Foraging is a vital behavioral task for living organisms. Behavioral strategies and abstract mathematical models thereof have been described in detail for various species. To explore the link between underlying neural circuits and computational principles, we present how a biologically detailed neural circuit model of the insect mushroom body implements sensory processing, learning, and motor control. We focus on cast and surge strategies employed by flying insects when foraging within turbulent odor plumes. Using a spike-based plasticity rule, the model rapidly learns to associate individual olfactory sensory cues paired with food in a classical conditioning paradigm. We show that, without retraining, the system dynamically recalls memories to detect relevant cues in complex sensory scenes. Accumulation of this sensory evidence on short time scales generates cast-and-surge motor commands. Our generic systems approach predicts that population sparseness facilitates learning, while temporal sparseness is required for dynamic memory recall and precise behavioral control. Our work successfully combines biological computational principles with spike-based machine learning. It shows how knowledge transfer from static to arbitrary complex dynamic conditions can be achieved by foraging insects and may serve as inspiration for agent-based machine learning.
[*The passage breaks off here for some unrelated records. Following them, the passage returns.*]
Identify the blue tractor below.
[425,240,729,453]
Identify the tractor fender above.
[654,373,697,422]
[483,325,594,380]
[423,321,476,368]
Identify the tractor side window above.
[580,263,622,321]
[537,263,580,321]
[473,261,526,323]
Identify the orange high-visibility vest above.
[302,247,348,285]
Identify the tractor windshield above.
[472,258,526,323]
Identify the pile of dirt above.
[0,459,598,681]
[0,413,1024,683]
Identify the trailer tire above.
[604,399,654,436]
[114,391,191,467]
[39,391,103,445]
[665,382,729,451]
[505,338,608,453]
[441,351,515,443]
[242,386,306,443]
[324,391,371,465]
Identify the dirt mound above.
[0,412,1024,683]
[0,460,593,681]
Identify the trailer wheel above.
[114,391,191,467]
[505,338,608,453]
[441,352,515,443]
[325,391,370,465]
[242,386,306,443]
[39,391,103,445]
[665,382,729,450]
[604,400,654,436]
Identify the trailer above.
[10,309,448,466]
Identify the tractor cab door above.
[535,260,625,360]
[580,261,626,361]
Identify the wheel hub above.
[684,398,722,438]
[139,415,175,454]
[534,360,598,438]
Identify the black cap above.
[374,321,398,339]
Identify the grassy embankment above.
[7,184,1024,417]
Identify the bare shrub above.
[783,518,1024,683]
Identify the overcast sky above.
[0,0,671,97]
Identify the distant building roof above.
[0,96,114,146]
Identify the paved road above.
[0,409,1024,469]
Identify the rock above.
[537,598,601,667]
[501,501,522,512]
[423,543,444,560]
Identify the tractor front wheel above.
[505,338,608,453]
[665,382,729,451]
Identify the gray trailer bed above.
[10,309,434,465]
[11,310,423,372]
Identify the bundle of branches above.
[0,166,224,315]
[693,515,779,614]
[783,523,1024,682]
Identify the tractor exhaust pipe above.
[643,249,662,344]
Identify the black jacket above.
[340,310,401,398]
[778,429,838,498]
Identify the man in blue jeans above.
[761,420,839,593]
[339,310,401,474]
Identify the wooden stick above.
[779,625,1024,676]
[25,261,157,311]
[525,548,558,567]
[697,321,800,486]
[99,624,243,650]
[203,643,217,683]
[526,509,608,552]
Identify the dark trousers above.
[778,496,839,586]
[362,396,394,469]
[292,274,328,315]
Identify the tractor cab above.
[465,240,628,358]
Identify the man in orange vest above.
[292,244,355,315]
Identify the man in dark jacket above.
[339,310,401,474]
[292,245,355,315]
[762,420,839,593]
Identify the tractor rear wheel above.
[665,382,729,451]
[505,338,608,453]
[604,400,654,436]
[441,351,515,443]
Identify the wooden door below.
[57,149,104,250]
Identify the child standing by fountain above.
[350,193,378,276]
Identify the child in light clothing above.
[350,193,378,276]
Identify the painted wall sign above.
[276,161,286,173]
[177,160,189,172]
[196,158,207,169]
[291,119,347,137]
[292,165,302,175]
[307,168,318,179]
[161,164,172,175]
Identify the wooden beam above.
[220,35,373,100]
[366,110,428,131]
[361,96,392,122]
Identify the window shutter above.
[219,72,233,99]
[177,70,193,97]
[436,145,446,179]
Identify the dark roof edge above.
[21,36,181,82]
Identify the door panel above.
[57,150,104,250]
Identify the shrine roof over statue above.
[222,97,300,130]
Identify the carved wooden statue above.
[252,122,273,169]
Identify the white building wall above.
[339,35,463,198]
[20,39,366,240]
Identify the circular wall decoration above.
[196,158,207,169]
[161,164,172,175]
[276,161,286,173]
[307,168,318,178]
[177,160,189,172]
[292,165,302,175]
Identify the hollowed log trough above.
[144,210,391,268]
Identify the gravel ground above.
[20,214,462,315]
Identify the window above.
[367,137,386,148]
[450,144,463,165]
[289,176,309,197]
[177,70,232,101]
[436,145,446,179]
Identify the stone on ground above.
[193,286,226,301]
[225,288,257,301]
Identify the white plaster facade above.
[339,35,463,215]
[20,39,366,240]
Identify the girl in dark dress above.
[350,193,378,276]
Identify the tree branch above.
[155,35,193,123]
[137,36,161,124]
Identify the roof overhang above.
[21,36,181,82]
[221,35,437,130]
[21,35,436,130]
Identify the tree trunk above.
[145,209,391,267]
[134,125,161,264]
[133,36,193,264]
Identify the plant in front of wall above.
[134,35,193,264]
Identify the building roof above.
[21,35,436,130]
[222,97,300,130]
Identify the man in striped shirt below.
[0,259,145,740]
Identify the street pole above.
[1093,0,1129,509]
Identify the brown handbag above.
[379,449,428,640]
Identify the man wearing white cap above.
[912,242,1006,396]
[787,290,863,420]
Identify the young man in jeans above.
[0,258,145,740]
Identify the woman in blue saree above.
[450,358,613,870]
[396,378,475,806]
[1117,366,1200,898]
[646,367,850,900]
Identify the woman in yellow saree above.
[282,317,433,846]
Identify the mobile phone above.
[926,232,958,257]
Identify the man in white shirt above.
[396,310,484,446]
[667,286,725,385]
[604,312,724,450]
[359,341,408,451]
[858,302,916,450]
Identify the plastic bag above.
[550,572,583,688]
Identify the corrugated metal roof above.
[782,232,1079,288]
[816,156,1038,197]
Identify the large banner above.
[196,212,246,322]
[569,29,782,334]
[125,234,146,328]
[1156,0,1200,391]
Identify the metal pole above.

觅食是生物体的一项重要行为任务。不同物种的行为策略及其抽象数学模型已被详细描述。为了探索底层神经回路和计算原理之间的联系，我们提出了昆虫蘑菇体的生物学详细神经回路模型如何实现感觉处理、学习和运动控制。我们重点研究飞行昆虫在湍流气味羽流中觅食时所采用的投射和涌动策略。使用基于尖峰的可塑性规则，该模型可以快速学习将个体嗅觉感官线索与经典调节范式中的食物配对。我们证明，无需重新训练，系统就能动态回忆记忆以检测复杂感官场景中的相关线索。这种感官证据在短时间尺度上的积累会产生铸造和浪涌运动命令。我们的通用系统方法预测人口稀疏有利于学习，而时间稀疏是动态记忆回忆和精确行为控制所必需的。我们的工作成功地将生物计算原理与基于尖峰的机器学习结合起来。它展示了如何通过觅食昆虫来实现从静态到任意复杂动态条件的知识转移，并且可以为基于代理的机器学习提供灵感。